The import market share of the four major sheet products is displayed in Figure 2. Other metallic coated (mainly Galvalume) traditionally has had the highest import market share, but the gap has closed substantially since late 2017. For the last four years, hot rolled coil has had the lowest import market share of the major sheet products, currently at 6.7% through January. The coming months may paint a different picture as a surge of foreign steel products is expected to arrive on U.S. soil.
The domestic shipments, imports and import market share of the four major sheet sectors are highlighted in Figures 3-6 below. The biggest change has been that domestic shipments of OMC (Figure 6) have more than doubled since 2014 with a corresponding decrease in import market share. Shipments of CRC (Figure 4) and HDG (Figure 5) are also inching closer to pre-pandemic levels. By comparison, the import market share of CRC has declined by half since 2017. The import market shares of hot rolled and HDG have drifted down as well over a similar period, but at a less dramatic rate.
Figure 7 breaks out coiled and discrete plate from the flat rolled total and shows that from January 2020 through January 2021 coiled plate imports had more than five times the market share of CTL imports. CTL imports fell from 20.0% in July 2016 to just 4.3% this January, but up from 3.9% month on month. By comparison, coiled plate imports rose from 26.6% in September to 41.9% in December, but slipped to 35.8% in January.
The following is the total import share of tubular goods and long products (Figure 8) and the import market share of the individual tubular products (Figure 9). Both import share of tubular goods and longs have come off from their highs in 2015, though long products at a more accentuated rate. Since 2016 alone, the import market share of long products (Figure 8) has declined by more than half, while tubular goods’ share has decreased by nearly 29%. Long products rose slightly in January to 11.7% compared to 9.4% in December, while tubular goods dipped to 42.5% in January from 47.0% the month prior. The import market share of the individual tubular products (Figure 9) is very high compared to other steel product groups. Standard pipe, which was the highest, fell in January to 38.8% from 59.3% the month prior. OCTG has rebounded, after dropping from 78.2% last May to 28.7% in September, but slipped from 57.8% in December to 51.3% in January.

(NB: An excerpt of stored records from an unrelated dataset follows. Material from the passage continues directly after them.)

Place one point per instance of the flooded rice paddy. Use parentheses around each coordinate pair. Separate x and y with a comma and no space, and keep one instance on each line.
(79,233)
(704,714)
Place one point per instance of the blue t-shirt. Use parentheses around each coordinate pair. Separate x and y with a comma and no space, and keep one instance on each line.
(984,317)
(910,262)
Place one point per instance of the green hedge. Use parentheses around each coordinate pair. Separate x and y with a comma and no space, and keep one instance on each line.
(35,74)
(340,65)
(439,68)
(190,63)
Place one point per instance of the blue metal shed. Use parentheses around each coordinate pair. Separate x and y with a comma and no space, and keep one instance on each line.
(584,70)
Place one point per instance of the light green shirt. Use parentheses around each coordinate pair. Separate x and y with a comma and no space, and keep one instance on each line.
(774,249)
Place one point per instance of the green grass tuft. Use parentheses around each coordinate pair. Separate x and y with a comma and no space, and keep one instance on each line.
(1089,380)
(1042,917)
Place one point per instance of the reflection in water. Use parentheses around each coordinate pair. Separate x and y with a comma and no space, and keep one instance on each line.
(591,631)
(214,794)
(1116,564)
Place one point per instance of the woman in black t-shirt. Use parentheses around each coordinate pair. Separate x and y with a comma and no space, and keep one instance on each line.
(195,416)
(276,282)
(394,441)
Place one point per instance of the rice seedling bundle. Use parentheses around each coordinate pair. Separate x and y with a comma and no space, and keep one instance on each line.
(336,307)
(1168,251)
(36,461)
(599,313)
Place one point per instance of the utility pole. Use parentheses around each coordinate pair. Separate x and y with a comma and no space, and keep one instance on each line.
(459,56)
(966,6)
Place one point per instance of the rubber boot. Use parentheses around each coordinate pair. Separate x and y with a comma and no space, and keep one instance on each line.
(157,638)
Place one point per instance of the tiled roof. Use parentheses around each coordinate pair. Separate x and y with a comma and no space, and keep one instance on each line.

The detail for the four major sectors of the long products group since January 2011 is shown in Figure 10. The most significant change in this sector was for wire rod, which in the years 2014 through most of 2017 had double the import market share of the other long products. In the second half of 2017, the gap began to narrow; the import share of wire rod fell below that of rebar this past July. The sole long product to close out 2020 on an uptrend was hot rolled bars, seeing repeated increases from 12.7% in August to 16.3% in December.
SMU Comment: January’s import market paints a very different picture than what’s expected in the coming months. Although the overall import market share decreased over three months compared to 12 months through January, the balance of the first quarter, and likely the first half of the year, will see a rising trend of lower-priced foreign steel arriving on U.S. soil as a direct result of historically high domestic prices.